Introduction: The Detective Work of Maths
Welcome to the world of Statistical Hypothesis Testing! Don't worry if that sounds a bit intimidating—at its heart, hypothesis testing is just like being a detective or a juror in a court case. We start with an assumption (the "status quo"), look at some evidence (the data), and decide if there is enough proof to change our minds.
In this chapter, we are going to learn the language used in these tests. Understanding these terms is the "secret key" to scoring high marks in the Statistics section of your OCR AS Level Maths exam.
1. The Starting Point: Null and Alternative Hypotheses
Before we look at any data, we have to state what we are testing. We always have two competing ideas:
The Null Hypothesis (\( H_0 \)): This is the "boring" version. It assumes that nothing has changed, or a claim is true. In your syllabus, we usually write this as \( H_0: p = \text{something} \), where \( p \) is a probability or proportion.
Analogy: In a court of law, the Null Hypothesis is "The defendant is innocent."
The Alternative Hypothesis (\( H_1 \)): This is the "exciting" version. It’s what we suspect might actually be happening. We write this as \( H_1: p < \dots \), \( H_1: p > \dots \), or \( H_1: p \neq \dots \).
Analogy: The Alternative Hypothesis is "The defendant is guilty."
1-Tail vs. 2-Tail Tests
How do we know which symbol to use for \( H_1 \)? It depends on what the question asks:
- 1-Tail Test: Used when we are looking for a change in a specific direction (e.g., "Has the probability decreased?" use \( < \); "Has it increased?" use \( > \)).
- 2-Tail Test: Used when we just want to know if the probability has changed at all, regardless of direction. We use the "not equal to" symbol (\( \neq \)).
Quick Review:
Always state your hypotheses using the parameter \( p \).
Correct: \( H_0: p = 0.5 \)
Incorrect: \( H_0 = 0.5 \) (You must include the \( p \)!)
Key Takeaway: \( H_0 \) is the "no change" rule. \( H_1 \) is the "something is different" suspicion.
2. The Evidence: Test Statistics and Significance Levels
Once we have our hypotheses, we need a way to measure the evidence.
The Test Statistic: This is the actual result we get from our sample. For example, if we flip a coin 20 times to see if it's biased and it lands on heads 15 times, the Test Statistic is 15.
Memory Aid: The Test Statistic is just "The number we counted."
The Significance Level (\( \alpha \)): This is the "bar" we set for how much evidence we need. It’s usually 5% (\( 0.05 \)) or 1% (\( 0.01 \)). It represents the probability of accidentally rejecting \( H_0 \) when it was actually true.
Analogy: Think of this as the "Strictness Level." A 1% level is much stricter than a 5% level because it requires stronger evidence to change our minds.

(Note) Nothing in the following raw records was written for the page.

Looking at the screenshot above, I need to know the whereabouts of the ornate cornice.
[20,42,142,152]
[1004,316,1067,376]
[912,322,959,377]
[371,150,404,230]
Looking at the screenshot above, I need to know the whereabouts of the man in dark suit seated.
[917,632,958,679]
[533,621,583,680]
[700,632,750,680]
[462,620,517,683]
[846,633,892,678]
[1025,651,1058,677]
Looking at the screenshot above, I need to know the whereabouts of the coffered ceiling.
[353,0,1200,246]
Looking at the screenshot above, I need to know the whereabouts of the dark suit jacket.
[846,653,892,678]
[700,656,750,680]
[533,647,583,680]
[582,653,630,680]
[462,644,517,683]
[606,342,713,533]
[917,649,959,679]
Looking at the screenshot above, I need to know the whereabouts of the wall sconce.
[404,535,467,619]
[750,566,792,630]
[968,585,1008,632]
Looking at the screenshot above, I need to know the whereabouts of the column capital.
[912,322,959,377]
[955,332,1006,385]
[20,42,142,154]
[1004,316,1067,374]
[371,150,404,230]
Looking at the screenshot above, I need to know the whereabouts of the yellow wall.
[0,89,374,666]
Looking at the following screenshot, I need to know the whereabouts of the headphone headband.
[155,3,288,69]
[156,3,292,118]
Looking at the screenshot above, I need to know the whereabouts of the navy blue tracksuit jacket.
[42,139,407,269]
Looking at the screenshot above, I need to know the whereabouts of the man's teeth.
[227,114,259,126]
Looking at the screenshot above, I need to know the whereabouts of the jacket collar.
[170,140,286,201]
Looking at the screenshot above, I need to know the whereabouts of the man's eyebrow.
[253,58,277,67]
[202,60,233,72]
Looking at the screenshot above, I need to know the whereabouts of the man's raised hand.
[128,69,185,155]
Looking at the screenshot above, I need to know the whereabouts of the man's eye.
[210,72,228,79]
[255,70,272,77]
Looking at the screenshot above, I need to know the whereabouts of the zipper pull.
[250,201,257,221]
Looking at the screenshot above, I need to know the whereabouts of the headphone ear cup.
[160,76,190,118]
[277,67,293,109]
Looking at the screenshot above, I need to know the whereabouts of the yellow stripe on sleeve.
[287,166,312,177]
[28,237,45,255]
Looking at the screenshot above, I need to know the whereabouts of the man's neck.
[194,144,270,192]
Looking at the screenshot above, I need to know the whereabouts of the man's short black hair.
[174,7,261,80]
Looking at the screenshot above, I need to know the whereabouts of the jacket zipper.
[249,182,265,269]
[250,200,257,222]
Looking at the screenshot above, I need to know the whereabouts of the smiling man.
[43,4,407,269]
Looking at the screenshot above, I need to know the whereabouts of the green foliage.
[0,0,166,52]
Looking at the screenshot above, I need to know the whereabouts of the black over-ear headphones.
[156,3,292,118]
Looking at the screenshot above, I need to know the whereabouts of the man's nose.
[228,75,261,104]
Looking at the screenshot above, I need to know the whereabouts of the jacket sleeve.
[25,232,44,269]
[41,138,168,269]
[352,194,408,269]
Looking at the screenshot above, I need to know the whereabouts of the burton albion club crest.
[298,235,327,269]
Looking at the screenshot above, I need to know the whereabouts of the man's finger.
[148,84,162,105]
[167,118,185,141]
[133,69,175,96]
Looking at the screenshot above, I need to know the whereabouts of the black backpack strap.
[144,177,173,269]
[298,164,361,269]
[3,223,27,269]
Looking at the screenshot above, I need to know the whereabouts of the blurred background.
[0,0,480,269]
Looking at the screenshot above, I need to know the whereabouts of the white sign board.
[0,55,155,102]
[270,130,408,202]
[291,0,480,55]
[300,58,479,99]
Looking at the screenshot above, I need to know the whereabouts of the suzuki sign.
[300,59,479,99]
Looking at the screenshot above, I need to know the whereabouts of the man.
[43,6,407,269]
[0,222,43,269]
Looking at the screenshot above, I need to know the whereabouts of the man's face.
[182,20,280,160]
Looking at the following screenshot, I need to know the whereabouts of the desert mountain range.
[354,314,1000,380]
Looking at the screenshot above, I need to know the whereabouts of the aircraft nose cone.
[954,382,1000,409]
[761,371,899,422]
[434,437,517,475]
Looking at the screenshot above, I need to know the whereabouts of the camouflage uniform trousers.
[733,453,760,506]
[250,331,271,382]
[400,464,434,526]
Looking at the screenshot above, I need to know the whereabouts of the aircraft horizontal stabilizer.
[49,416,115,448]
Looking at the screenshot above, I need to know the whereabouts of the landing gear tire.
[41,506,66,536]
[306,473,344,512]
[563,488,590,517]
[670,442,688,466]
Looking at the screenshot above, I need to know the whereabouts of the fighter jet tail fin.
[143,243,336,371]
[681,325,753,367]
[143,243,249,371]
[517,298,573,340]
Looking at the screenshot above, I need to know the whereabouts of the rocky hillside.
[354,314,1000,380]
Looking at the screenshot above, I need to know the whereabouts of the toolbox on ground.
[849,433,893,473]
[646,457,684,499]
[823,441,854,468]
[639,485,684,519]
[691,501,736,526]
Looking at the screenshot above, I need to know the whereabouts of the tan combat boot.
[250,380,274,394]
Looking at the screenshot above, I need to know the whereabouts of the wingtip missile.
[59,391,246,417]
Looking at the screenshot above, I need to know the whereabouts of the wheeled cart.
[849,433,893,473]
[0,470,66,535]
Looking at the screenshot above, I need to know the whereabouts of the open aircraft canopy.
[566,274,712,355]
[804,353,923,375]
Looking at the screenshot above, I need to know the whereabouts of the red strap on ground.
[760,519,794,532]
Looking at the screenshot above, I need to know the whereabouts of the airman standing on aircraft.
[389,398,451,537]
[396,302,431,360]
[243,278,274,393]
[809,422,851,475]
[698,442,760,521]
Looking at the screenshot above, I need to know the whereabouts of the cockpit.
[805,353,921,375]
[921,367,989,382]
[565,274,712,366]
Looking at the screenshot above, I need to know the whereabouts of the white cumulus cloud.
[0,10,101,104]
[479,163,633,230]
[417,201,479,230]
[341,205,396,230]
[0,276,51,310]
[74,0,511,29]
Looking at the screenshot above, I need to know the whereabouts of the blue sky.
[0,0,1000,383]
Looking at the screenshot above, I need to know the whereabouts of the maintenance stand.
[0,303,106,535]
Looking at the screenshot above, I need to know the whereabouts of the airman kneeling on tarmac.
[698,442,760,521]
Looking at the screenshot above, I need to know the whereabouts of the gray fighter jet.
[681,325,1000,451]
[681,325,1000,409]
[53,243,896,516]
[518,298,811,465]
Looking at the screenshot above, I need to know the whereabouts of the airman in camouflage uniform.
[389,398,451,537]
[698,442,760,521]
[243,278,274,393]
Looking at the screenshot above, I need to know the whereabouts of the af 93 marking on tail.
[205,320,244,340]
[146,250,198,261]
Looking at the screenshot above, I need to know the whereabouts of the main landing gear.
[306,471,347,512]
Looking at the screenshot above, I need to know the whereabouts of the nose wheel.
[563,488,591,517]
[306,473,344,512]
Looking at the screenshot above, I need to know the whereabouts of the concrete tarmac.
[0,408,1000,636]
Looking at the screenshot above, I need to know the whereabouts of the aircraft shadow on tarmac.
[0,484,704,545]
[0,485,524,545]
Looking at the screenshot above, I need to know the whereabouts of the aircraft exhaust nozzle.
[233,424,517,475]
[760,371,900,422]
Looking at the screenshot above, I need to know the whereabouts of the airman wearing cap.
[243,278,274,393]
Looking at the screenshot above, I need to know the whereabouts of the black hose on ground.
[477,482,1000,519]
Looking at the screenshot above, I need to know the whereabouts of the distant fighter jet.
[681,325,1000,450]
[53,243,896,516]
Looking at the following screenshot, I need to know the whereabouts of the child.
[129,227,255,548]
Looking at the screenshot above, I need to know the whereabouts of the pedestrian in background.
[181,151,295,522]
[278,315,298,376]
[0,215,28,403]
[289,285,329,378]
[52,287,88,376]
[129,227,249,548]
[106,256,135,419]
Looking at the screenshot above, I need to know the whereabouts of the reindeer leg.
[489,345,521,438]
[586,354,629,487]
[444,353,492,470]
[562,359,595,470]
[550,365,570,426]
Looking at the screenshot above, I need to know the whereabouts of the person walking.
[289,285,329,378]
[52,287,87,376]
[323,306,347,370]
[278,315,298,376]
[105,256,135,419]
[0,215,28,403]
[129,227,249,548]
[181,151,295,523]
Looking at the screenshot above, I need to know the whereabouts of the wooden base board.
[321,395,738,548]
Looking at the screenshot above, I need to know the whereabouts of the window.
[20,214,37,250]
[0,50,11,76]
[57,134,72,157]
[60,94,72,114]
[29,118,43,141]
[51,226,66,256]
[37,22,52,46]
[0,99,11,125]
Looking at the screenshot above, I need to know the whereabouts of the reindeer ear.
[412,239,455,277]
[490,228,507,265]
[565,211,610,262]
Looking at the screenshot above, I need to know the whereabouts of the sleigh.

Did you know? A significance level of 5% means we are willing to accept a 5% chance that we are wrong when we say things have changed!
Key Takeaway: The Test Statistic is our data; the Significance Level is our "threshold" for proof.
3. The Decision Zones: Critical Regions and Values
Imagine a number line of all possible outcomes. We divide this line into two areas:
The Critical Region (Rejection Region): If our test statistic falls in this area, the result is so unlikely to happen by "just luck" that we reject the Null Hypothesis. We conclude there is enough evidence to support \( H_1 \).
The Acceptance Region: If our test statistic falls here, it means our result is fairly normal and could have happened by chance. We do not reject the Null Hypothesis.
The Critical Value: This is the "border guard." It is the first value that falls into the critical region.
Step-by-Step Process:
1. Find the Critical Region based on the significance level.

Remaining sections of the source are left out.